Problem 17-7:
PRO FORMA INCOME STATEMENT
At the end of last year, Roberts Inc. reported the following income statement (in millions of dollars):
Sales $3,000
Operating costs excluding depreciation 2,450_
EBITDA $ 550
Depreciation 250__
EBIT $ 300
Interest 125__
EBT $ 175
Taxes (40%) 70___
Net income $ 105
Looking ahead to the following year, the company’s CFO has assembled this information:
- Year-end sales are expected to be 10% higher than the $3 billion in sales generated last year.
- Year-end operating costs, excluding depreciation, are expected to equal 80% of year-end sales.
- Depreciation is expected to increase at the same rate as sales. Interest costs are expected to remain unchanged.
- The tax rate is expected to remain at 40%.
On the basis of that information, what will be the forecast for Roberts’ year-end net income?
Problem 17-8:
LONG-TERM FINANCING NEEDED
At year-end 2015, total assets for Ambrose Inc. were $1.2 million and accounts payable were $375,000. Sales, which in 2015 were $2.5 million, are expected to increase by 25% in 2016. Total assets and accounts payable are proportional to sales, and that relationship will be maintained; that is, they will grow at the same rate as sales. Ambrose typically uses no current liabilities other than accounts payable.
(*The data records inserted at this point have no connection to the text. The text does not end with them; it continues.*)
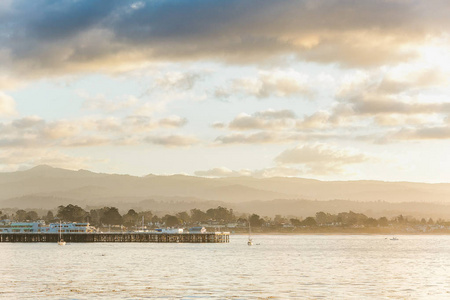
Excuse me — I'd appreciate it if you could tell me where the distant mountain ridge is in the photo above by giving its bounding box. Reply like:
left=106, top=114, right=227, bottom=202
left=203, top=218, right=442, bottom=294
left=0, top=165, right=450, bottom=208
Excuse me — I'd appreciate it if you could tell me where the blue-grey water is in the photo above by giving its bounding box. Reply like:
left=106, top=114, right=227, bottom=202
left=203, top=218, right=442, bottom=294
left=0, top=235, right=450, bottom=299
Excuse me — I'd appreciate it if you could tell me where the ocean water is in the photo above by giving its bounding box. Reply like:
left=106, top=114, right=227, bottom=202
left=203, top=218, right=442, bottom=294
left=0, top=235, right=450, bottom=299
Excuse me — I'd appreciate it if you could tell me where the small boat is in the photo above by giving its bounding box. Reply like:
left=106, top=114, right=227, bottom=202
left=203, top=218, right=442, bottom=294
left=58, top=220, right=66, bottom=246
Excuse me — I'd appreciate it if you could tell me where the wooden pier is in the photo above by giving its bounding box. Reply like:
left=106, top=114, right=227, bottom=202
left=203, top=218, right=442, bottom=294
left=0, top=232, right=230, bottom=243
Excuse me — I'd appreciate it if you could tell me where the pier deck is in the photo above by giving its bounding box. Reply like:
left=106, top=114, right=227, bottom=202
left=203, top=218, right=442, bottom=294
left=0, top=232, right=230, bottom=243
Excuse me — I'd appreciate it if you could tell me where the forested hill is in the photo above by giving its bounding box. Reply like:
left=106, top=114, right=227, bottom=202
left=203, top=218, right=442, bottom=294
left=0, top=166, right=450, bottom=208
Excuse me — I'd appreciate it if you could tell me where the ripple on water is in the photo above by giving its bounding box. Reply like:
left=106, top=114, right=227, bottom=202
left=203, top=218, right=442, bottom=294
left=0, top=235, right=450, bottom=299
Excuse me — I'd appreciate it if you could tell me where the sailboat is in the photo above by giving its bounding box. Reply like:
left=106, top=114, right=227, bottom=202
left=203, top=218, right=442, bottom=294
left=58, top=220, right=66, bottom=246
left=247, top=220, right=253, bottom=246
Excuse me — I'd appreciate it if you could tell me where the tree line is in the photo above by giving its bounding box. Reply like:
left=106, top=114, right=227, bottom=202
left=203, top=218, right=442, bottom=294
left=0, top=204, right=447, bottom=228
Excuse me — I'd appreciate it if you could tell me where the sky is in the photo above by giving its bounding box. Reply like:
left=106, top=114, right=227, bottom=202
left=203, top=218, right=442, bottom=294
left=0, top=0, right=450, bottom=183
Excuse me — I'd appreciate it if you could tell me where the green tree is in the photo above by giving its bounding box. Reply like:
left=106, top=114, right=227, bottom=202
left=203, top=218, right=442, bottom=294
left=15, top=209, right=27, bottom=222
left=378, top=217, right=389, bottom=227
left=56, top=204, right=88, bottom=222
left=43, top=210, right=55, bottom=223
left=26, top=210, right=39, bottom=221
left=100, top=207, right=123, bottom=225
left=302, top=217, right=317, bottom=227
left=249, top=214, right=264, bottom=227
left=206, top=206, right=234, bottom=222
left=163, top=215, right=180, bottom=227
left=122, top=209, right=139, bottom=227
left=364, top=218, right=378, bottom=227
left=191, top=208, right=208, bottom=223
left=289, top=219, right=302, bottom=227
left=175, top=211, right=191, bottom=224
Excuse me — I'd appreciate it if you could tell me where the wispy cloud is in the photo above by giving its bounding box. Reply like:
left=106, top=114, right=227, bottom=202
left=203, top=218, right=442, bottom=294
left=0, top=91, right=17, bottom=116
left=275, top=144, right=372, bottom=175
left=0, top=0, right=449, bottom=79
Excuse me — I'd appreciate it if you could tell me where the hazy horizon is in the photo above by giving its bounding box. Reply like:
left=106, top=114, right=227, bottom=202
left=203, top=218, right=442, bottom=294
left=0, top=0, right=450, bottom=183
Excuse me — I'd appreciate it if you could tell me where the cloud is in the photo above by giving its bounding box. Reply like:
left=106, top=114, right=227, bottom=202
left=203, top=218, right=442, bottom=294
left=158, top=116, right=188, bottom=128
left=194, top=167, right=302, bottom=178
left=156, top=72, right=203, bottom=90
left=0, top=149, right=95, bottom=172
left=392, top=125, right=450, bottom=140
left=0, top=115, right=193, bottom=148
left=79, top=93, right=139, bottom=113
left=0, top=0, right=450, bottom=78
left=215, top=131, right=288, bottom=145
left=0, top=91, right=17, bottom=116
left=145, top=135, right=200, bottom=148
left=228, top=110, right=296, bottom=130
left=194, top=167, right=247, bottom=177
left=275, top=144, right=371, bottom=175
left=214, top=70, right=314, bottom=99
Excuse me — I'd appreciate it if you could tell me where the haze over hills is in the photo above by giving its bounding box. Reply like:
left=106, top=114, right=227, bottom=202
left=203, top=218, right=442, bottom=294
left=0, top=165, right=450, bottom=215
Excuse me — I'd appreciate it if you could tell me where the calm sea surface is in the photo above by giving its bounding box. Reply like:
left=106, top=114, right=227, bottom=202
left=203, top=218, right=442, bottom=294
left=0, top=235, right=450, bottom=299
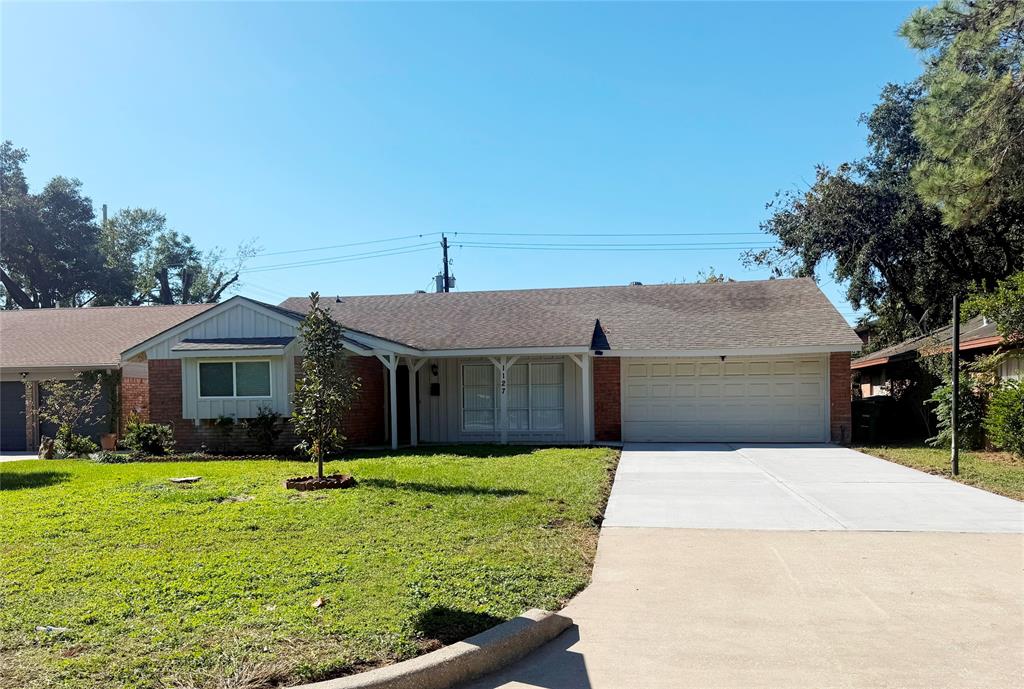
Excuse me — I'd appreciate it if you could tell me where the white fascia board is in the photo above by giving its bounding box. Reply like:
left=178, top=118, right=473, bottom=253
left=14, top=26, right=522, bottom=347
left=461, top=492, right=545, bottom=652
left=0, top=362, right=121, bottom=383
left=600, top=345, right=860, bottom=358
left=420, top=345, right=590, bottom=358
left=121, top=295, right=299, bottom=360
left=171, top=346, right=285, bottom=359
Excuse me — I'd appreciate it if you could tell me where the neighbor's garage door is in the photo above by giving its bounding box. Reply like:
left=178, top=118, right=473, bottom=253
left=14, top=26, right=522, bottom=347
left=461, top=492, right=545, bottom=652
left=0, top=383, right=26, bottom=451
left=622, top=355, right=828, bottom=442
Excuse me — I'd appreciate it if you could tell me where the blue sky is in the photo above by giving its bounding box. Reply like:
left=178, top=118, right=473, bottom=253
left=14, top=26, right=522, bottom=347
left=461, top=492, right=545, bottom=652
left=0, top=2, right=920, bottom=315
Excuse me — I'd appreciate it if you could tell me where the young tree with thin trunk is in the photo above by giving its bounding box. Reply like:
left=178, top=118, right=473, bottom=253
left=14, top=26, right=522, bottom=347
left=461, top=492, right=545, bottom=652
left=292, top=292, right=359, bottom=478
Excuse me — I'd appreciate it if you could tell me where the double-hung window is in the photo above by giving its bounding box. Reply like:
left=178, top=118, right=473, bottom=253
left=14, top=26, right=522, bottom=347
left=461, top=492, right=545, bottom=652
left=199, top=359, right=270, bottom=398
left=462, top=361, right=565, bottom=431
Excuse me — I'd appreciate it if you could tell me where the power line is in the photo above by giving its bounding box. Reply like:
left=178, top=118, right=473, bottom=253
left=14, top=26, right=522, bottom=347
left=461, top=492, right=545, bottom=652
left=452, top=230, right=765, bottom=238
left=255, top=232, right=440, bottom=256
left=241, top=242, right=434, bottom=274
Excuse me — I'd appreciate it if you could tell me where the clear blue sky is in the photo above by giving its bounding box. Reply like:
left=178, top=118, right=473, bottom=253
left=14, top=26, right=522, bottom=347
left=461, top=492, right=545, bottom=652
left=2, top=2, right=920, bottom=323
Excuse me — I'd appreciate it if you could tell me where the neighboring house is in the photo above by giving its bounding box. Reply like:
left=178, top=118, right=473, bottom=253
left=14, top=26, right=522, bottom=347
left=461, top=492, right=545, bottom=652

Common stock amounted to $425,000 in 2015, and retained earnings were $295,000. Ambrose plans to sell new common stock in the amount of $75,000. The firm’s profit margin on sales is 6%; 60% of earnings will be retained.
- What were Ambrose’s total liabilities in 2015?
- How much new long-term debt financing will be needed in 2016? (Hint: AFN − New stock = New long-term debt.)